Mais tout dépend de la stratégie européenne en faveur des voitures électriques. Selon T&E, environ 140 millions de VE pourraient circuler en Europe en 2040 si la trajectoire réglementaire actuelle était respectée. En supposant que 35 % d’entre elles soient compatibles avec le V2G, leurs batteries pourraient favoriser l’installation de 139 GW de capacités photovoltaïques supplémentaires. À l’inverse, ce potentiel pourrait être nettement réduit en cas de ralentissement de l’électrification.

Un scénario étudié à partir des demandes de l’Association des constructeurs européens d’automobiles (ACEA) prévoit 49 millions de voitures électriques de moins en 2040. La quantité de nouvelles capacités solaires rendue possible par le V2G tomberait alors à 88 GW, soit une baisse de 37 %. Faute de stockage suffisant, environ 6 TWh d’électricité renouvelable supplémentaire pourraient être perdus chaque année.
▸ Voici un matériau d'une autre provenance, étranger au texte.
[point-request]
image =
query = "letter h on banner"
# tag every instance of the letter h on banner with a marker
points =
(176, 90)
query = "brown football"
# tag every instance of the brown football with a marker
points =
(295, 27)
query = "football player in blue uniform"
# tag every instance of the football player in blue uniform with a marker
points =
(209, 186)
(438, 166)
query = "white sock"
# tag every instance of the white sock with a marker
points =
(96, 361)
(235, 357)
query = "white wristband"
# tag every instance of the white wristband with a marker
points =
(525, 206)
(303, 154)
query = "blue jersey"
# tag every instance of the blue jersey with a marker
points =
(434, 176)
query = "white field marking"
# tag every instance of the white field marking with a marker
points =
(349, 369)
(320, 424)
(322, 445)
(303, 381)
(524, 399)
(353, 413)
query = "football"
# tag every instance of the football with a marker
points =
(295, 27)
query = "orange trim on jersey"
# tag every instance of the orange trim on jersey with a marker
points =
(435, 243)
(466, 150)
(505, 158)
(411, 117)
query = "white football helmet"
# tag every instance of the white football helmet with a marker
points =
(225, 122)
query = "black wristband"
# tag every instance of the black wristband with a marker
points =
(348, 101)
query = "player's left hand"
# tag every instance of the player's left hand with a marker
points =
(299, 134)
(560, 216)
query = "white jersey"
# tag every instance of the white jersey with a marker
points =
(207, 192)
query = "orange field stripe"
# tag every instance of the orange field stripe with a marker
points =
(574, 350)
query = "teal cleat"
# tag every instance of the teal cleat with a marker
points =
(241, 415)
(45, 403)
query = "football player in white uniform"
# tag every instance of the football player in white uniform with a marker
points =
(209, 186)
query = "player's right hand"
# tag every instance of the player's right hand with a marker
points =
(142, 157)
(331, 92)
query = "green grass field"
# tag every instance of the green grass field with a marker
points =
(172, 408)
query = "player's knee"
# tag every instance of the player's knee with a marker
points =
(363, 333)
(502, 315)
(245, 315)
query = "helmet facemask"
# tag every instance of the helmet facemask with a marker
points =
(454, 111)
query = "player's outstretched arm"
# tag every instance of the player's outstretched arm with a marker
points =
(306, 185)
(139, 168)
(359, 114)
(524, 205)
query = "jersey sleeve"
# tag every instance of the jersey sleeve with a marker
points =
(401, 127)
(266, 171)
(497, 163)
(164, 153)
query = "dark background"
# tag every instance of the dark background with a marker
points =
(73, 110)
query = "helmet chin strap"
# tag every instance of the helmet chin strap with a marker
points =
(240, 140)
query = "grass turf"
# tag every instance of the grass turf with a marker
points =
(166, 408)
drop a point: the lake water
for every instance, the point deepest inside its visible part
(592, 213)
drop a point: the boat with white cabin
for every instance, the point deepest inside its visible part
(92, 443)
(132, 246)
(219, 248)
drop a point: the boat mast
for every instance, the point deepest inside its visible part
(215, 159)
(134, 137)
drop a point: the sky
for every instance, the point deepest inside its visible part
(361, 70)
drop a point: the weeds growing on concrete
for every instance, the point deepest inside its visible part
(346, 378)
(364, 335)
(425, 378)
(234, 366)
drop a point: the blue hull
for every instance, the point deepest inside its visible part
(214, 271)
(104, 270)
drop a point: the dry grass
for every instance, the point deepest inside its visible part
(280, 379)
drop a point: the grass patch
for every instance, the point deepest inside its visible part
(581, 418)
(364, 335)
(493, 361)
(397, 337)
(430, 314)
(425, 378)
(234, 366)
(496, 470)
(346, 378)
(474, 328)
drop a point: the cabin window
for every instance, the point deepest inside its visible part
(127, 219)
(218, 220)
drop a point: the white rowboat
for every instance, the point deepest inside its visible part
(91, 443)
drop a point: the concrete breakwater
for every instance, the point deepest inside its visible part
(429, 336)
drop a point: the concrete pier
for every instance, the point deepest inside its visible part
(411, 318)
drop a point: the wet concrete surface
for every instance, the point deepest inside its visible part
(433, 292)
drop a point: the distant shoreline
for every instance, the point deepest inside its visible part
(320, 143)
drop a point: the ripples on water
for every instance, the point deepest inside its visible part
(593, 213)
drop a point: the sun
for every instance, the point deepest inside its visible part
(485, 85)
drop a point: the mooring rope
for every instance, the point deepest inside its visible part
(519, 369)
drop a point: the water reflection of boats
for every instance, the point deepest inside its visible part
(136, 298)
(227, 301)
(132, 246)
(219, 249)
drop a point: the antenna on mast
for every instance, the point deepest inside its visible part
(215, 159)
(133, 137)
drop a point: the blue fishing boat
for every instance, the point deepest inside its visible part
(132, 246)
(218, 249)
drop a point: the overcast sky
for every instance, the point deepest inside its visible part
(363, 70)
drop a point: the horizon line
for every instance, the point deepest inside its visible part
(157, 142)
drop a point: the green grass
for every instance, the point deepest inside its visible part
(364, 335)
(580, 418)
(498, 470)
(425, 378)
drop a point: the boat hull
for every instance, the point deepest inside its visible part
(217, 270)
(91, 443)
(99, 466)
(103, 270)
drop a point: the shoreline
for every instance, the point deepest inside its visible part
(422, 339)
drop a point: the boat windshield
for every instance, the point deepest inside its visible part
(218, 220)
Et cela obligerait les pays de l’Union européenne à construire 150 centrales de pointe supplémentaires…
Une électrification plus lente entraînerait également quatre milliards d’euros de dépenses annuelles supplémentaires pour renforcer les câbles, les transformateurs et les autres équipements du réseau. Ça fait beaucoup !

Avec le déploiement du V2G, la multiplication des charges et des décharges soulève logiquement la question du vieillissement des batteries. Une étude menée l’an dernier par The Mobility House Energy et l’université RWTH d’Aix-la-Chapelle estime toutefois que l’impact reste limité. Après dix ans, une batterie de 50 kWh utilisée pour le V2G conserverait 79 % de sa capacité, contre 82 % avec une recharge classique. L’écart représenterait à peine une dizaine de kilomètres d’autonomie dans le scénario étudié.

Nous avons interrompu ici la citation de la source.